Sample Questions:

1. (JUNE 2000 416): Which of the following chemical equations is balanced correctly?
1. CH₃COOH + 2 NaOH --> CH₃COONa + 2 H₂O
2. CH₃COOH + NaOH --> 2 CH₃COONa + H₂O
3. CH₃COOH + NaOH --> CH₃COONa + H₂O
4. 2CH₃COOH + NaOH --> CH₃COONa + 2 H₂O

 

Answer C

2. (JUNE 2000 416): One of the causes of acid rain is the sulfur released when fossil fuels such as coal and oil are burned. The following two reactions take place when these fuels are burned:

sulfur dioxide + oxygen --> sulfur trioxide

sulfur trioxide + water --> sulfuric acid

With these reactions in mind, a student combined 128 g of sulfur dioxide with 32 g of oxygen to produce sulfur trioxide. He then combined all the resulting sulfur trioxide with 36 g of water to make sulfuric acid.

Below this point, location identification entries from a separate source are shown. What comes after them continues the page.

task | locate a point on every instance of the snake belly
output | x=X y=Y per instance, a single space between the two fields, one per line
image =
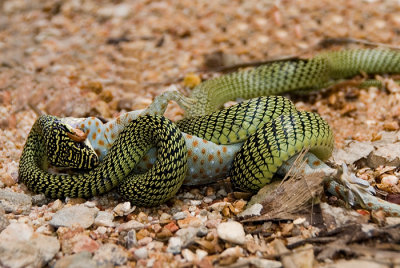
x=232 y=125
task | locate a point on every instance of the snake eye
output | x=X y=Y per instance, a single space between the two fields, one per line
x=77 y=135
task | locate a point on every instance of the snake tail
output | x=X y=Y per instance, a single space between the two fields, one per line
x=152 y=188
x=266 y=150
x=303 y=75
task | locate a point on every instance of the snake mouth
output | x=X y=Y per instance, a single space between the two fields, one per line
x=77 y=135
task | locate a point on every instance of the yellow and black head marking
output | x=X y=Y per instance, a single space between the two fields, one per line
x=62 y=147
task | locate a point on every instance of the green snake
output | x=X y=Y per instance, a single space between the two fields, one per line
x=270 y=129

What mass of sulfuric acid did he produce?

Answer (128 + 32) + 36 = 196 g

3. (JUNE 1999 416): A reaction involving 168 g of sodium bicarbonate and 120 g of vinegar produces 88 g of carbon dioxide, 36 g of water and some salt.

How much salt is produced?

1. 80 g
2. 164 g
3. 340 g
4. 412 g

Answer B

4. (JUNE 1998 416): Balance the following equation correctly: Fe₂O₃ + C --> CO₂ + Fe

Notes:

When balancing equations remember these simple rules:

1. Never touch the small numbers (the subscripts).
2. Only introduce coefficients (large numbers) to create, for each element, the same total number of atoms on each side of the arrow.
3. Each coefficient applies to every atom in the compound. Ex. 4 HNO₃ means there are 4 H's, 4 N's and 4(3) =12 O's.
4. For mass problems, the total mass of the reactants (left hand side) equals the total mass of the products.

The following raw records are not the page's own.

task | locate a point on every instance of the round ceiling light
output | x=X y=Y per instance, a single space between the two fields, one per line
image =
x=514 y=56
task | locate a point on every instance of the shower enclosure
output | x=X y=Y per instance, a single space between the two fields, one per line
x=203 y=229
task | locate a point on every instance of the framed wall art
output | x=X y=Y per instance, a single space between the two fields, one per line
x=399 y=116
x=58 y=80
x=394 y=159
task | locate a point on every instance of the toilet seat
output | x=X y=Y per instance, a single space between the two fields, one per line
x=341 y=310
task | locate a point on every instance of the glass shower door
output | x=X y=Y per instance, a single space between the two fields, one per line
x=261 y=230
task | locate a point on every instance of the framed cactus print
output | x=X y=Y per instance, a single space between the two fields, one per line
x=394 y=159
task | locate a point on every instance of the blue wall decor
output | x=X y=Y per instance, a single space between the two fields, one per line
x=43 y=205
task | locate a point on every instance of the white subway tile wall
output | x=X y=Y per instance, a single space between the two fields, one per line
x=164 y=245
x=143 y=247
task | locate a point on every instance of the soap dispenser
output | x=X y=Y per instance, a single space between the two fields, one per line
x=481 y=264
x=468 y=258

Using example 4 from June 1998, Fe₂O₃ + C --> CO₂ + Fe:

The solution was 2 Fe₂O₃ + 3 C --> 3CO₂ + 4Fe

Notice that there were three O's on the left-hand side but only two on the right. A common multiple of 2 and 3 is 6. As a result we created 6 on each side by using coefficients of 2 and 3. But by doing so, we created 4 Fe's. So we had to fix the Fe on the right hand side by using a 4. Finally we balanced the carbons by placing a "3" in front of the carbon.

Useful trick: If there is an element in the equation, leave that to the end, because any coefficient you introduce in front of that element will only affect that element.